Foundation for the Biblical Arts

In sight of Truth Beauty and Goodness

Jewish Roots Overhead

Covered by the Shield of David, the God of Israel, a revelation in architecture…

by: Jeff LeFever

Wednesday, September 11, 2013

I am standing under the dome in St. James, the Armenian Orthodox Cathedral in Jerusalem, wondering if the Armenians know that the “Shield of David” covers all who stand here.

Do they know that overhead is the Magen David, the traditional Jewish symbol that represents the promise so poetically sung in the Psalms? Or is this a practical architectural design, just six arcs supporting a dome? Or is it cleverly both?

Occasionally in a church, I see a Star of David in a mural or as a small part of the décor. It is to the right of St. Michael’s Alter in Chicago and on the face of the font at Grace-St. Lukes in Memphis…a small tie to Christianity’s past, honoring the God of Israel, and hence Jacob, Isaac, and Abraham; remembering the promises of God to those He had a covenant with, and the continuation into the New Covenant in Jesus, the divinely anointed King through His sacrificial death and resurrection.
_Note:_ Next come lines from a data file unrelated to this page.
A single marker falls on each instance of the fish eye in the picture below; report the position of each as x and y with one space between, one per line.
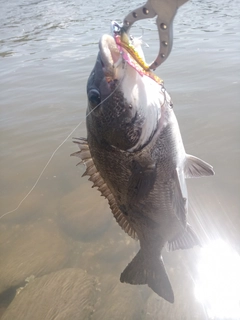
94 97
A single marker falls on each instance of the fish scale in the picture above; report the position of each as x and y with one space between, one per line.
137 160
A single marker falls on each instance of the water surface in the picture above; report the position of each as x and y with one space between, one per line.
47 50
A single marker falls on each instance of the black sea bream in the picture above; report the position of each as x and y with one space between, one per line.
134 154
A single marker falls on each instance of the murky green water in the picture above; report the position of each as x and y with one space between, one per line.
47 50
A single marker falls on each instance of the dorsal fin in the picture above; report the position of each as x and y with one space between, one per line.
95 176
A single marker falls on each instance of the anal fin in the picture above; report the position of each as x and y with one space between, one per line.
185 240
152 273
195 167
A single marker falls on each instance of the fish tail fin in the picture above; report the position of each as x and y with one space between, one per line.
140 271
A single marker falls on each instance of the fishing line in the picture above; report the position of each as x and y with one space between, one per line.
54 152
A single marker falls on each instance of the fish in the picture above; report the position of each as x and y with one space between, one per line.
134 155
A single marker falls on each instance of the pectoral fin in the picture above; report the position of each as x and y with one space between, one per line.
85 155
195 167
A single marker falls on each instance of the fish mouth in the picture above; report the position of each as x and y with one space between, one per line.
110 56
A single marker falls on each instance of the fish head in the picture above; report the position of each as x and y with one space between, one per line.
124 107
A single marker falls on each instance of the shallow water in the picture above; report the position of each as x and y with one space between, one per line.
47 50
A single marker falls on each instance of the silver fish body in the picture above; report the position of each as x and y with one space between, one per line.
134 154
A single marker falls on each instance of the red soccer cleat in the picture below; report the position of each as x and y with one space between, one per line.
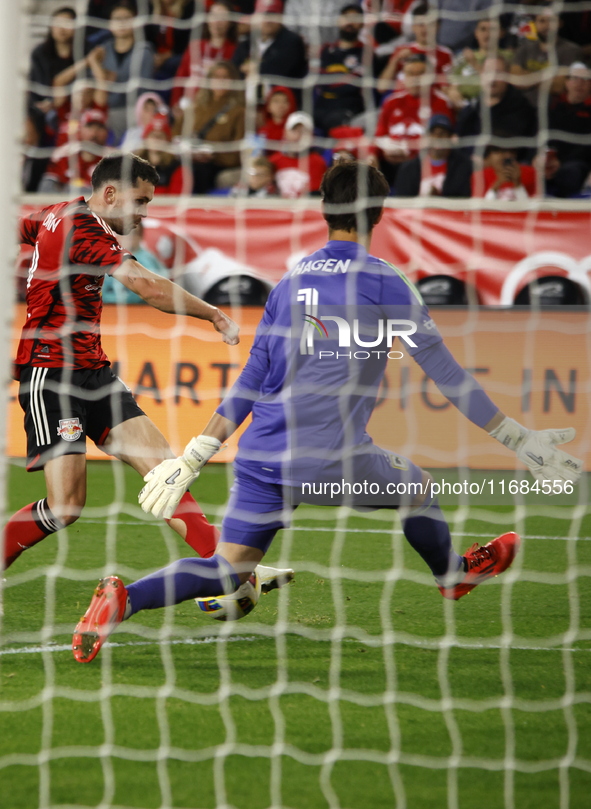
106 610
484 561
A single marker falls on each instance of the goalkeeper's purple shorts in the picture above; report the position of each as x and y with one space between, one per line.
259 507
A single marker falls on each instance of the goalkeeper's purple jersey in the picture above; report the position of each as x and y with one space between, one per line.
319 356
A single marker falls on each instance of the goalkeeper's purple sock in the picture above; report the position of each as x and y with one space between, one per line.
185 579
428 532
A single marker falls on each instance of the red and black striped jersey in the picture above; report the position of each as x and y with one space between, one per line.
73 249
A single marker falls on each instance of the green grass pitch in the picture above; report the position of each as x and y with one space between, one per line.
336 692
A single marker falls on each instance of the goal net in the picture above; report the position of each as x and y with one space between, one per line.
357 684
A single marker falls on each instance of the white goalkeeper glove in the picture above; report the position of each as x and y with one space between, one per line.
537 450
167 482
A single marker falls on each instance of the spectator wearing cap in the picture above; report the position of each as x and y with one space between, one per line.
457 19
52 58
439 58
279 105
217 43
404 117
71 166
299 169
571 114
441 171
342 66
125 60
534 57
271 49
214 119
158 149
500 107
53 68
502 176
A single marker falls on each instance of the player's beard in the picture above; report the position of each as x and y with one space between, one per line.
122 225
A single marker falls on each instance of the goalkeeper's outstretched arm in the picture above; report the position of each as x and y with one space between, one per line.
537 449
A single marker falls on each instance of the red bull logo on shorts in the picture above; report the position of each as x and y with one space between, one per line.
69 429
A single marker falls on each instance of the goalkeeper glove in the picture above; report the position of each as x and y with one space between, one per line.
537 450
167 482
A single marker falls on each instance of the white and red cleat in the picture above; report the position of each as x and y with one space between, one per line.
106 610
483 562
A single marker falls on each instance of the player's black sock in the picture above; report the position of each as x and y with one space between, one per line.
428 532
185 579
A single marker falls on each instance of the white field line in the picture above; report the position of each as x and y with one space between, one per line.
319 530
66 647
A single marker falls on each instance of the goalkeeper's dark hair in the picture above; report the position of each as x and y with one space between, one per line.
359 190
126 168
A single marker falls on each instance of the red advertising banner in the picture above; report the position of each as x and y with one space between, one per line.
496 253
535 366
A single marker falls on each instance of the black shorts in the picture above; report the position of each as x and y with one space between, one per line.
62 407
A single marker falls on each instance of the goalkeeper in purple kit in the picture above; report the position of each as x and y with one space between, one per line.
311 384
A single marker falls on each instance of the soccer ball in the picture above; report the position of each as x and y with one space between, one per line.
235 606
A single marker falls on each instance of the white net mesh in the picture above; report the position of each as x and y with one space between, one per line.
357 685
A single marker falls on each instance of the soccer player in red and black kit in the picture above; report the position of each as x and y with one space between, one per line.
67 388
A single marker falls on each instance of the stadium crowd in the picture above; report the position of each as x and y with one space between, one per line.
259 98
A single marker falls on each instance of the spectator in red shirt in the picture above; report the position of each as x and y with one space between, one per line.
339 96
440 171
571 114
217 43
439 59
404 117
146 107
279 105
72 164
169 39
174 179
502 177
298 169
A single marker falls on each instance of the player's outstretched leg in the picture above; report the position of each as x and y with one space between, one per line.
112 602
482 562
26 528
273 578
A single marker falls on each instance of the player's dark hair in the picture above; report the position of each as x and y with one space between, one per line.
421 10
353 195
128 168
356 7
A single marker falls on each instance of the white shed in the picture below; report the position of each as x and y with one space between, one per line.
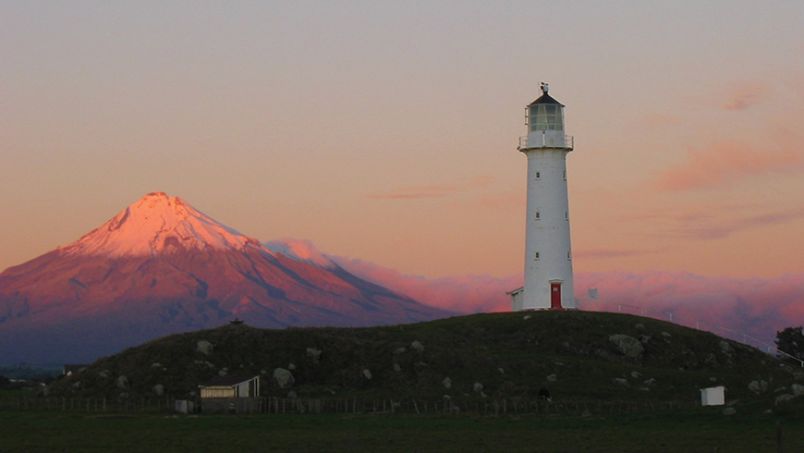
231 387
713 396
Here, this is no small nod or a mere wink to the past. If it is intentionally designed, this most recognized symbol of the Jewish people, this design of unity, this connection to the past from whence Christianity was born hovers over the Armenian Orthodox Cathedral of St. James like a shield representing the covering of God – with the symbol of Israel, the Magen David, the God of Israel.

How much more powerful it is to be here in the Old City of Jerusalem – this land upon which the stage of history is set, this place where the Jews are the Chosen of God, from whom Yeshua was born through Miriam.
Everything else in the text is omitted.